In 2011, 600 people in Hillsborough, Pasco and Pinellas counties died of accidental drug overdose, according to the Hillsborough County Anti-Drug Alliance.

There are approximately 80,000 deaths every year attributed to alcohol use, according to the Centers for Disease Control and Prevention.

In an attempt to get medical attention to students experiencing situations involving overdoses, university officials enacted a new medical amnesty policy Thursday.

The policy will shield students from being cited by the Office of Student Rights and Responsibilities if they seek medical attention for someone else experiencing drug or alcohol overdoses. The amnesty policy will also extend to the person in need of medical attention.

Dean for Students Michael Freeman said the university hopes the policy will make sure students experiencing overdose situations act responsibly.

“If you are out with your friends and they’ve been drinking or they may have taken something and it is obvious to you that they are in medical peril, then we want you to be able to call for emergency assistance,” Freeman said. “We want students to do that without thinking about ‘Oh, I’ve been drinking and I’m underage, so now I might be cited.’”

He also said the policy should not be construed as the university condoning underage drinking or illegal drug use.

“To me, the good outweighs that kind of concern,” he said. “I’ll take that criticism if the policy can save one person’s life.”

Freeman said the policy only applies to specific situations in which a student seeks out medical help, and a student who is in that situation will have to prove they sought out medical attention themselves. The policy doesn’t apply to off-campus incidents because they generally don’t get back to the Office of Student Rights and Responsibilities, he said.

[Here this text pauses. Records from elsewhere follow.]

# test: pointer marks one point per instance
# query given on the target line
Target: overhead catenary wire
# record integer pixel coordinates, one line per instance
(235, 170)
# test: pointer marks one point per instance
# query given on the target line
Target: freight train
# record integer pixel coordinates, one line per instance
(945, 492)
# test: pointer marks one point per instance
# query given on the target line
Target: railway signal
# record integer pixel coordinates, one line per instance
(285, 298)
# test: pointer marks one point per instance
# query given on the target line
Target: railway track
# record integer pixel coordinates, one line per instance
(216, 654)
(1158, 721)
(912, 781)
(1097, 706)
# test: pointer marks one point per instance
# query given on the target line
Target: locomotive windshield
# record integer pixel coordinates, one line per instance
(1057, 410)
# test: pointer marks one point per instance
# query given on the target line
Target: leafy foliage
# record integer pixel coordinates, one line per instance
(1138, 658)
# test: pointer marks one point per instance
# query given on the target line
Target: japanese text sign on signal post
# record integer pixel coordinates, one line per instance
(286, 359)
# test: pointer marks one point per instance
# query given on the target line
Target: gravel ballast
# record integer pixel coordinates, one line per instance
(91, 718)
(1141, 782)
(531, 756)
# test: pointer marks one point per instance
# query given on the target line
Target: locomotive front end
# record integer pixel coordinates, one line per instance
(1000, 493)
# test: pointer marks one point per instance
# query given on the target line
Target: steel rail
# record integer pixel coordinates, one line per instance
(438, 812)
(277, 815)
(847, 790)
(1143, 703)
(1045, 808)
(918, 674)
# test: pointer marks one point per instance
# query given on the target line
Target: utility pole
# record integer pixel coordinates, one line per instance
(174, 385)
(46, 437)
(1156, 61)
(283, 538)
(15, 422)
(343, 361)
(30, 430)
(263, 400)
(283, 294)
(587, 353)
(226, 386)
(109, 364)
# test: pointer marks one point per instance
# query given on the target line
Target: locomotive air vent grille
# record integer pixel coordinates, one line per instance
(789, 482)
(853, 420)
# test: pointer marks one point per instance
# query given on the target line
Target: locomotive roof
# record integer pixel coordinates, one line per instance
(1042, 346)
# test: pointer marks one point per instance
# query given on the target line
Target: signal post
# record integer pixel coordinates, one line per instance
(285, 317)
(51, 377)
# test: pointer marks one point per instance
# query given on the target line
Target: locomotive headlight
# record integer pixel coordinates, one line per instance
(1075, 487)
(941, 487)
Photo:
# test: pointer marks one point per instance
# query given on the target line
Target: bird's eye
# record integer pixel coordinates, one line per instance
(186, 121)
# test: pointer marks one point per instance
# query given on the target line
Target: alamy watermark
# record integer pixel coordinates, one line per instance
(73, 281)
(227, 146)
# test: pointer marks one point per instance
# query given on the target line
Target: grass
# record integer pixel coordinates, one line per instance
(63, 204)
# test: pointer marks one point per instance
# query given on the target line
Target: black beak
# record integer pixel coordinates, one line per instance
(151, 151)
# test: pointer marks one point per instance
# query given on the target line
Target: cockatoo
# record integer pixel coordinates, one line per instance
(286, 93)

“The way the process works is that a report will come in to student conduct, student conduct will send that report to my office,” he said. “I will look at the report and based off what happened I’ll determine if medical amnesty applies or not.”

In spring 2012, the student organization Students for Sensible Drug Policy was established at USF and Evan Eisenberg, the president of the club at the time, made it the first goal of the club to work on having a medical amnesty policy at the university.

In February 2012, Eisenberg presented a resolution before the Student Government Senate, which passed the resolution on to administrators.

Since then, the Office of Student Rights and Responsibilities and Dean for Students has worked with the input of students and student organizations to draft the medical amnesty policy that was put into effect last Thursday.

“Prior to most medical amnesty policies being enacted, only about 51 percent of people called 911 in these sorts of situations, and we thought that was something we needed to stop,” Cassandra Akanu, co-president of SSDP and a junior majoring in information studies, said. “The intent behind it is to save student lives rather than punish them.”

While the policy does not apply to local or federal law enforcement agents, the state of Florida passed the “911 Good Samaritan Act” in October 2012, which also grants amnesty to an individual who contacts medical authorities for someone who is experiencing an overdose.